• Lui

    Crise. Colère. Puis souffrance.

    Toute la nuit passée à s’expliquer, à parler de divorce, de vente de la maison, de garde des enfants.
    « Pourquoi ne m’as-tu pas quitté avant de me tromper ? Pourquoi lui ? Comment as-tu pu alors qu’il est si moche ? Tu as franchi la ligne jaune, moi je n’aurai jamais fait ça !»

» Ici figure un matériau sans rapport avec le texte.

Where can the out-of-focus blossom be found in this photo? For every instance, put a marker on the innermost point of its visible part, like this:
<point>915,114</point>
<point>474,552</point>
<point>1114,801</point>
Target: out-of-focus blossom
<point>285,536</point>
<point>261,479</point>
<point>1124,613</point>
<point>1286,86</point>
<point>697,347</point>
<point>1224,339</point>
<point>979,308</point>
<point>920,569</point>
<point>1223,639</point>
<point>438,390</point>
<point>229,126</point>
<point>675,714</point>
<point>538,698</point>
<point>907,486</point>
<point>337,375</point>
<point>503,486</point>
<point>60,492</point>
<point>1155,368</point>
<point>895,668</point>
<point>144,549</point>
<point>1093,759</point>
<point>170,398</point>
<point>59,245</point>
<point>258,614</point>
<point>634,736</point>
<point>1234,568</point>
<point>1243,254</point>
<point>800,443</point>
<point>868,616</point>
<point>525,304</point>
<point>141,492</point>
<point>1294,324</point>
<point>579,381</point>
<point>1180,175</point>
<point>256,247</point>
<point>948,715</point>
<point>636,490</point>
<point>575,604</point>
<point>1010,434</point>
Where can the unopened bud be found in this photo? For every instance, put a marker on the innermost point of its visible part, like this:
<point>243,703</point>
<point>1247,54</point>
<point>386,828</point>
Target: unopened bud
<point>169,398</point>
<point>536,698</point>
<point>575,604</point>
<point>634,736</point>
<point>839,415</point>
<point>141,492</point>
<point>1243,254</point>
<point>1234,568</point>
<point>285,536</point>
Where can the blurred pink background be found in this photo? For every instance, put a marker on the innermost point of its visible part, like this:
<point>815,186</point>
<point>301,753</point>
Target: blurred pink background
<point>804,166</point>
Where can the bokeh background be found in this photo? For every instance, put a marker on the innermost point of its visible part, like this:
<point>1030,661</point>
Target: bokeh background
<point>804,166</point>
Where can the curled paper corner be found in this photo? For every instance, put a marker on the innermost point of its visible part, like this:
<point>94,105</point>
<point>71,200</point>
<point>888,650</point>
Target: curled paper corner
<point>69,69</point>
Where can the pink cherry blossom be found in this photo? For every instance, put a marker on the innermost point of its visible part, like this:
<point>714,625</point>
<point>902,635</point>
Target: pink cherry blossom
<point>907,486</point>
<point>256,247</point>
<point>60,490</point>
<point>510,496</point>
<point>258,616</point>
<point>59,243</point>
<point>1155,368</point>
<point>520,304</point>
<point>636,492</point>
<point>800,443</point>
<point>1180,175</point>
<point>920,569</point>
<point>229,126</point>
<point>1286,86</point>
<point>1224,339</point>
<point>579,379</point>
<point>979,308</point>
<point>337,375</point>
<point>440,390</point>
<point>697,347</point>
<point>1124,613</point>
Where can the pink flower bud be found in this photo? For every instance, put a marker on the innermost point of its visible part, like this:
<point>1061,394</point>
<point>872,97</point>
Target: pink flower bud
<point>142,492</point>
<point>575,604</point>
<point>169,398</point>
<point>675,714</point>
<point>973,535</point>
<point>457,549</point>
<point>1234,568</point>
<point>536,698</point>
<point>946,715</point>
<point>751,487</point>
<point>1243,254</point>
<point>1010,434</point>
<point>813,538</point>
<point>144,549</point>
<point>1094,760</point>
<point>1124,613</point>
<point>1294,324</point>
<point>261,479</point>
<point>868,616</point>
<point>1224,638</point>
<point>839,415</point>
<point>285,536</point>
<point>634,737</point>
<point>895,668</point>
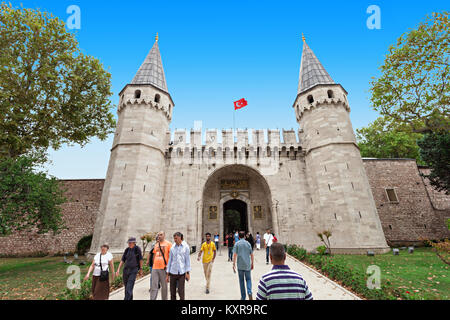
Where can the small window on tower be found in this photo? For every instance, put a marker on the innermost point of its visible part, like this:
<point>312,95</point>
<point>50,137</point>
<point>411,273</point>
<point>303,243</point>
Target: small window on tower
<point>392,195</point>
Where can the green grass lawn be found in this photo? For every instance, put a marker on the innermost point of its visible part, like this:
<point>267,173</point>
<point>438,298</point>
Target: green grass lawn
<point>422,273</point>
<point>34,278</point>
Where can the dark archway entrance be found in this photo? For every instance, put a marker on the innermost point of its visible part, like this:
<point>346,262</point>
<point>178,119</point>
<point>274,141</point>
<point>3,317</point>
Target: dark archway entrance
<point>235,216</point>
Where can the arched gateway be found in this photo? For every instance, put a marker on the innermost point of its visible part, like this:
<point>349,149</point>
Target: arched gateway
<point>236,197</point>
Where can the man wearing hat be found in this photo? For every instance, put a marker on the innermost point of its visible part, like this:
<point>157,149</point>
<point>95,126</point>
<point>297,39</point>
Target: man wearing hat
<point>132,258</point>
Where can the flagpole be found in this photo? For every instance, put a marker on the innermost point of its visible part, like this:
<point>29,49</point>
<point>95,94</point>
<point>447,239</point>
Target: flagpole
<point>234,123</point>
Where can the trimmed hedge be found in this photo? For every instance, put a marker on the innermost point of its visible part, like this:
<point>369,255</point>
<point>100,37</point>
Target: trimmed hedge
<point>349,277</point>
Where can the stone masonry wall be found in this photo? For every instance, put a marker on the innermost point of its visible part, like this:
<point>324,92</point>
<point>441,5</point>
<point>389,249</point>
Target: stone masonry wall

    Pour finir par conclure que non « je ne peux pas vivre sans toi, je ne veux pas te perdre ».

    Moi

    J’assume sans ciller. Je reconnais tout. Je ne culpabilise pas. Je ne m'énerve pas. Je parle calmement de divorce, de séparation. J’explique pourquoi je ne suis pas partie. Qu'on ne part pas "comme ça" pour un autre avec qui on ne sait même pas si ça va coller. J’explique que dans ma tête, j’étais déjà partie depuis l’histoire avec « l’autre » et que je ne suis revenue que pour des contraintes matérielles, un bébé, un boulot qui m’a bouffé toute mon énergie pendant 6 mois…

    Je dis que je suis prête à partir maintenant. Que je ne regrette absolument rien et que cela m’a redonné confiance en moi. Que cela devait finir par arriver à force d’être ignorée depuis si longtemps dans ce que je suis au plus profond de moi. Je fais une liste à la Prévert de tout ce que j’ai encaissé pendant 20 ans : la vie ici, les week-ends seule passés à m’ennuyer ferme, notre vie rythmée par le foot, ses comportements odieux quand je suis malade, ses gueulades permanentes, son absence pendant la période d’amniocentèse, son attitude consistant à nier ma dépression pendant sa « relation » avec l’autre etc… Que lui a dépassé la ligne jaune d’une autre façon mais bien plus d’une fois.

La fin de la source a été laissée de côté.